You can flick the shifter over to ‘manual’ mode which, in partnership with some sneaky and well-timed throttle lifts, makes cog swaps far more palatable. However, if you’re looking for paddle shifters tucked in behind the steering wheel, you won’t find any. In the 500, you just get a basic half-chrome stick that you push up for downshifts and pull down for upshifts.
Despite being paired to the troublesome auto ‘box, the 1.4-litre engine still delivers enough pep and motivation to keep smiles on faces. It also returned 7.2L/100km for our limited launch drive in the 500C.
Even after a short time at the wheel, it’s clear the drop-top - which packs a 40kg weight penalty for convertible motoring - lacks the stability, composure and rigidity of its tin-topped twin.
Scuttle shake is hard not to notice and, possibly unhelped by our launch car’s larger 16-inch wheels and lower-profile Continental rubber, the 500C is easily unsettled and can become quite skittish over choppy surfaces.
Safety does remain a strong point across the 500 range, however.
For 2016, the Pop gains larger front brake discs and bigger calipers, and all models come standard with seven airbags (front, window and side airbags, and a driver's knee airbag), electronic stability control (ESC), hill-hold assist, and a tyre pressure monitoring system. Both rear seats also house ISOFIX child seat anchor points.
The Fiat 500’s three-year/150,000km warranty is better than those attached to the Nissan Micra and Suzuki Celerio – priced from $13,490 and $12,990, respectively – but falls two years short of that for the top-selling micro, the Mitsubishi Mirage – priced from $11,990. The Fiat’s does cover an additional 50,000km compared with the Mitsubishi’s, however, and all 500s benefit from three years roadside assist – Mirages only coming with one year.
Mopar menu-priced services are scheduled for ever 12 months or 15,000km, though, Fiat Australia says details of these fixed-price services are still to be announced.
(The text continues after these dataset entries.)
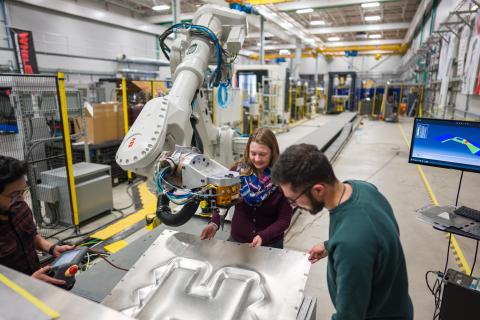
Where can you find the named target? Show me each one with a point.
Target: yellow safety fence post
(382, 106)
(214, 106)
(260, 106)
(68, 148)
(420, 105)
(125, 116)
(305, 96)
(297, 95)
(152, 87)
(400, 99)
(374, 100)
The Fiat 500 has never been a car for the discerning buyer: it’s a purchase based on style, fashion and emotion.
Lucky too, because in the current, highly competitive, new-car climate, it would get crossed off any discerning buyer’s list fairly abruptly, given you can get into a segment larger Honda Jazz, Mazda 2, Toyota Yaris, or Volkswagen Polo for less than the 500 Pop’s starting price. All four of which, also come equipped with not only cruise control, but also a rear-view camera.
The Fiat 500 is not the newest light car on the block, nor the most comprehensively equipped, nor the most sharply priced. But if Italian chic and run-about thrills are your flavour, the updated 2016 Fiat 500 remains a bene scelta (a good choice).